How does a data publisher embed in workflow if there’s no workflow? That’s a problem, but it’s also an opportunity, because data publishers are well positioned to provide the tools to eliminate workflow. If they do this, and do this first, they’ll be even more deeply embedded in the operations of their customers. And doubtless you’re already thinking about all the subsidiary opportunities that would flow out of being in the middle of so much highly granular data on automobile operation.

“Workflow elimination” won’t impact every industry quickly if at all. But it’s an example of how important it is to stay ahead of the curve on new technology and always seeking to be the disrupter as opposed to the disruptee.


Sharing in Private

While there are many, many B2C ratings and review sites where consumers rate and otherwise report their experiences with businesses, there are relatively few B2B sites where businesses rate other businesses. There are multiple reasons for this, but prime among them is that while businesses tend to have a strong interest in using this kind of information, they typically don’t want to supply this kind of information. In short, they see competitive advantage in keeping their vendor experiences confidential.

One fascinating example of this in the legal market is a company called Courtroom Insight. Originally founded with the simple and reasonable idea of creating a website where lawyers could rate expert witnesses (experts hired by lawyers to testify in court), the company hit this exact wall: lawyers didn’t want to tell other lawyers about which experts they did and didn’t like.

Rather than close up shop, though, Courtroom Insights pivoted, in an interesting way. It discovered that large law firms were very sloppy about keeping records of their own expert witnesses. So, Courtroom Insights built a database of expert witness from public sources and licensed data. It then went to large law firms an offered them an expert witness management database. Not only could lawyers search for expert witnesses and verify their credentials, it could flag those experts they used, along with private notes that could be shared freely within the law firm, but not externally.

This pivot created a nice business for Courtroom Insights but it wasn’t done. Since all of its large law firm clients were sharing the same database, but also individually flagging the experts they were using, could Courtroom Insights convince them to share that information among themselves? Recently, they offered this “who’s using who” data to its clients on a voluntary, opt-in basis. And it worked. While not every client opted in, enough did so that Courtroom Insights could make another level of valuable information available.
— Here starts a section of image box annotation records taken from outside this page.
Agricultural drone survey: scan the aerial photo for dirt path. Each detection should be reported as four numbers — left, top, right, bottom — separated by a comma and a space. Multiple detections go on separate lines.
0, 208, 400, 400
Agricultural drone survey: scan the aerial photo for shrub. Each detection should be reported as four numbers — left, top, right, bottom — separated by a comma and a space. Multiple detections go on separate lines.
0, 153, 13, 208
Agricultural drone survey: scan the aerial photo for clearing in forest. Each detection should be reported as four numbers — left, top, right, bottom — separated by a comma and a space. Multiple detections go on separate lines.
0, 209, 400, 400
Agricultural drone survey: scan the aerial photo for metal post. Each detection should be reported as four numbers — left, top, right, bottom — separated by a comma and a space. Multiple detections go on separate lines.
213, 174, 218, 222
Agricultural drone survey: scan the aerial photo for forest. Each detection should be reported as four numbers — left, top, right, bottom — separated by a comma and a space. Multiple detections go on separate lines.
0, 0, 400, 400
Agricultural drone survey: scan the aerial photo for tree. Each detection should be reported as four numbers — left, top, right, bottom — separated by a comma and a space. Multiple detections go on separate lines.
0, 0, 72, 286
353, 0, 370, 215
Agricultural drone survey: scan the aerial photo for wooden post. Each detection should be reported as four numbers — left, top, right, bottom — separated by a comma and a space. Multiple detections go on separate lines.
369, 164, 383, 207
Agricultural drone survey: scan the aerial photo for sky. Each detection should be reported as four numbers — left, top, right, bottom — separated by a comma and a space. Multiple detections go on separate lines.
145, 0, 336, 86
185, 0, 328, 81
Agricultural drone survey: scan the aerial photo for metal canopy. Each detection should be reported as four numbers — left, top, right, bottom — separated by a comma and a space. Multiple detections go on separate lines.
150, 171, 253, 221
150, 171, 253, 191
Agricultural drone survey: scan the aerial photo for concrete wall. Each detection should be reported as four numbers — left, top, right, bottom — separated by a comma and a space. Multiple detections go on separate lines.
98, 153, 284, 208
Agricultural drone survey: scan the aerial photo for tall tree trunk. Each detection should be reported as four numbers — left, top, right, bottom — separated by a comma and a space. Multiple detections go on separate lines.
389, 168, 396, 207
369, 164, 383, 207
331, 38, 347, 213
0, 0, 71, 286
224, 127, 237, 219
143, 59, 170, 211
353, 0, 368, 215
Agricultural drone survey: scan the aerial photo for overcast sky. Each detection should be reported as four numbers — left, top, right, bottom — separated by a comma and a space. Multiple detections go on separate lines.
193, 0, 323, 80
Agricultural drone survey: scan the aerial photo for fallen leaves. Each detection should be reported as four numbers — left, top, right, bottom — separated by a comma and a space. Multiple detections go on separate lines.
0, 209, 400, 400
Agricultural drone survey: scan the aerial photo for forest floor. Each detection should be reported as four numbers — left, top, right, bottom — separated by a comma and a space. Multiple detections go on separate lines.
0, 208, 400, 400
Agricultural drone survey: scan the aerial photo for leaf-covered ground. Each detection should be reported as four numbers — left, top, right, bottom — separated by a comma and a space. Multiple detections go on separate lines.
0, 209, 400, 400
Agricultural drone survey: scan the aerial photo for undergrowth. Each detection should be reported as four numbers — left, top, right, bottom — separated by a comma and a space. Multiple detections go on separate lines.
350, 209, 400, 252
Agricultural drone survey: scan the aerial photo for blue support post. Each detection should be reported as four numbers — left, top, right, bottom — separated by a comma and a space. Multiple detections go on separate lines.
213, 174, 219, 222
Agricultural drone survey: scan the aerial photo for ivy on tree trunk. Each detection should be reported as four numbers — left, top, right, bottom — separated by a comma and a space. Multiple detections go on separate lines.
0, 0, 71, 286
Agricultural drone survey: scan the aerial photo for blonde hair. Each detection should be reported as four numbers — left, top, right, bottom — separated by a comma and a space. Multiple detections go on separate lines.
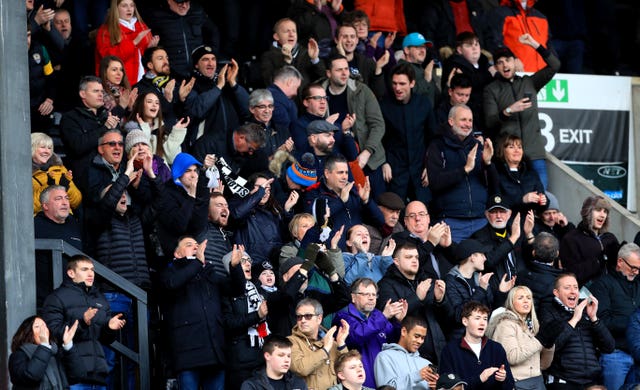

While this is just my personal prediction, I think Courtroom Insights will ultimately be able to offer the expert witness ratings that it originally tried to provide. How? By using the protected space of its system to let lawyers trade this high-value information with each other. It will probably start small: perhaps lawyers could click a simple “thumbs up/thumbs down” icon next to each expert that could be shared. But I also suspect that if Courtroom Insights can crack the initial resistance to share information, the floodgates will open, because lawyers will realize they are communicating only with other lawyers, and because the benefits of “give to get” information exchange becomes so compelling.

The Courtroom Insights story provides a fine example of the power of what we call the Closed Data Pool in our Business Information Framework. Sometimes data that nobody will share publicly can in fact be shared among a restricted group of participants, with of course, a trusted, neutral data publisher making it all happen.